Gerência de Comunicação Integrada (GCI)
MPRO cobra explicações sobre ausência de cargos da educação especial e concurso estadual pode ser adiado Foto: Divulgação

EUIDEAL - O Ministério Público de Rondônia (MPRO) realizou, na última segunda-feira (12), uma reunião com representantes da Secretaria de Estado da Educação (Seduc) e de outros órgãos do Governo de Rondônia para tratar da ausência de cargos voltados à educação especial no edital do concurso público da educação estadual, publicado no dia 6 de janeiro. Diante dos questionamentos levantados, não está descartada a possibilidade de adiamento do certame.

A reunião foi conduzida pela coordenadora do Grupo de Atuação Especial da Educação (Gaeduc), promotora de Justiça Luciana Ondei Rodrigues Silva. Segundo ela, o MPRO acompanha desde 2024 a falta de profissionais na rede estadual, principalmente nas áreas ligadas ao atendimento educacional especializado. Após a divulgação do edital, o órgão passou a receber reclamações sobre a inexistência de vagas para funções essenciais ao atendimento de estudantes com deficiência.

O objetivo do encontro foi obter esclarecimentos formais e avaliar a necessidade de ajustes no edital ainda durante o período de inscrições, evitando prejuízos ao atendimento de crianças e adolescentes com necessidades específicas.

Questionamentos do MPRO

Durante a reunião, o Ministério Público destacou a importância da inclusão de cargos como cuidadores, intérpretes de Libras, professores de Libras, professores de braile, além de equipes multidisciplinares formadas por psicólogos e assistentes sociais. A promotora ressaltou que o órgão vem cobrando, em reuniões sucessivas, a realização de um diagnóstico detalhado sobre a real demanda da rede estadual para essas funções.

De acordo com o MPRO, a ausência desses profissionais compromete o atendimento adequado e pode levar à retirada de professores da sala de aula para exercer outras atribuições, o que impacta diretamente a qualidade do ensino.

Esclarecimentos da Seduc

Representantes da Seduc informaram que, neste primeiro momento, o concurso priorizou a contratação de professores regulares e técnicos administrativos, diante de um déficit histórico desses profissionais e de cobranças de órgãos de controle.

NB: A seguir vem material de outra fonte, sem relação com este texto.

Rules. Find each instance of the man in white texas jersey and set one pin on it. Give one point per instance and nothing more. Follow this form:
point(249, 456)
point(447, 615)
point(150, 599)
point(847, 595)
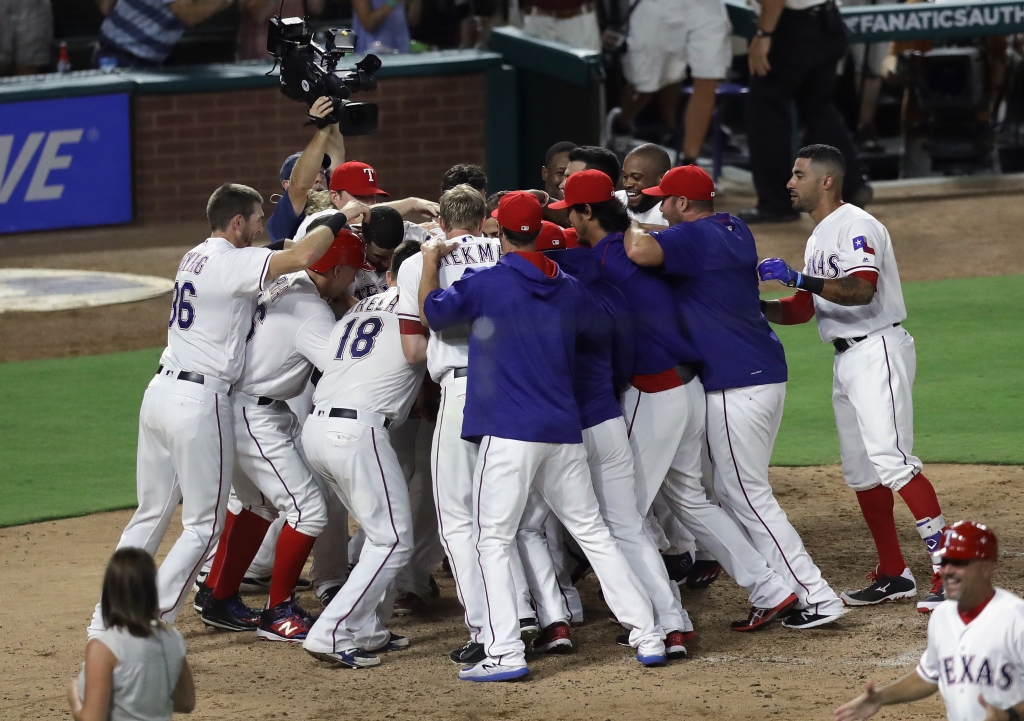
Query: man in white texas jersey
point(453, 460)
point(289, 337)
point(369, 385)
point(975, 654)
point(851, 283)
point(185, 428)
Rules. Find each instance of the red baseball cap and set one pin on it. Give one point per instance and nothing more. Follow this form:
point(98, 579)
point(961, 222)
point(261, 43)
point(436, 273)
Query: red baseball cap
point(519, 212)
point(968, 541)
point(551, 237)
point(687, 181)
point(586, 186)
point(347, 249)
point(355, 178)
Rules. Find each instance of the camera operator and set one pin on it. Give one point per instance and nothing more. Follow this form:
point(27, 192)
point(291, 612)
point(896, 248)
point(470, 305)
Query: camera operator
point(303, 172)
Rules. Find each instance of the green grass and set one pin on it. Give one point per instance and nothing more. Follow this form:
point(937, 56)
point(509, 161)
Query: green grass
point(68, 434)
point(969, 392)
point(69, 426)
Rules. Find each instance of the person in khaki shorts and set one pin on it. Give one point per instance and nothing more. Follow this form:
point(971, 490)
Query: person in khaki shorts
point(26, 34)
point(665, 37)
point(569, 22)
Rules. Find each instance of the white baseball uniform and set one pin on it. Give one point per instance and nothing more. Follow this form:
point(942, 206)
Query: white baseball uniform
point(872, 381)
point(453, 459)
point(185, 430)
point(983, 658)
point(652, 216)
point(290, 333)
point(667, 431)
point(367, 386)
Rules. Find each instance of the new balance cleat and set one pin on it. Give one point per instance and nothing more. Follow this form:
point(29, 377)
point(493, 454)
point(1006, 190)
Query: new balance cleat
point(761, 618)
point(882, 589)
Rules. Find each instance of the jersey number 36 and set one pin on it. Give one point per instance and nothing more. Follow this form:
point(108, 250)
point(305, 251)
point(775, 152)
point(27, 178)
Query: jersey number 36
point(181, 310)
point(363, 341)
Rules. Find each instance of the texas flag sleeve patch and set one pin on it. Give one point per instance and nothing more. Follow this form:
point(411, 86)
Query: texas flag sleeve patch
point(860, 243)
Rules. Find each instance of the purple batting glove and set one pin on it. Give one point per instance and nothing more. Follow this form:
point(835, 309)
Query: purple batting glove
point(776, 269)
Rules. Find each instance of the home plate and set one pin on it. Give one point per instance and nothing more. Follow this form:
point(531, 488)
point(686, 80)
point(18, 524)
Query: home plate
point(34, 289)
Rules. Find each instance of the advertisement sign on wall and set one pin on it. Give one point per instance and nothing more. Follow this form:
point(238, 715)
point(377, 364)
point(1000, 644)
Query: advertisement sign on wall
point(65, 163)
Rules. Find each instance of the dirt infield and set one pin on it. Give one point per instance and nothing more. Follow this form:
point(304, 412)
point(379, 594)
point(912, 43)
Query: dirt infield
point(53, 570)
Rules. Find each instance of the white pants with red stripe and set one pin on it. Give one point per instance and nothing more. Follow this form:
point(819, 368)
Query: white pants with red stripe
point(185, 453)
point(508, 474)
point(453, 462)
point(358, 464)
point(741, 428)
point(667, 430)
point(871, 396)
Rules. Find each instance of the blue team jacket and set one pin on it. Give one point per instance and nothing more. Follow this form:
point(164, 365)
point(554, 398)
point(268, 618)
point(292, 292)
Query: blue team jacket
point(521, 349)
point(604, 361)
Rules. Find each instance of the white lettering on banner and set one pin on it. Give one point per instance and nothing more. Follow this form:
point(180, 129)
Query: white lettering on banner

A Secretaria explicou que estudos técnicos ainda estão em andamento para definir a melhor estratégia de atendimento da educação especial, avaliando alternativas como contratações temporárias, terceirização ou a realização de concursos específicos para determinados cargos.

O MPRO concedeu prazo até quarta-feira (14) para que a Seduc, em conjunto com a Procuradoria-Geral do Estado, Secretaria de Finanças e Secretaria de Planejamento, apresente um documento com justificativas técnicas e jurídicas sobre cada cargo questionado. A resposta deverá esclarecer a real necessidade dos profissionais, a viabilidade de inclusão no edital atual, eventuais impedimentos legais ou orçamentários e as soluções alternativas previstas.

Segundo a promotora de Justiça, a definição sobre possíveis mudanças no edital ou outras medidas “só será tomada após a análise das justificativas apresentadas, sempre com foco na garantia do direito à educação dos estudantes com deficiência”.

Concurso em andamento


O edital atualmente em vigor prevê vagas para professores e técnicos educacionais. Conforme a Comissão do Concurso da Seduc, o certame já conta com cerca de 48 mil inscritos e é considerado um dos maiores concursos públicos do país em andamento. A depender das deliberações do MPRO e das respostas do governo estadual, o cronograma poderá sofrer alterações.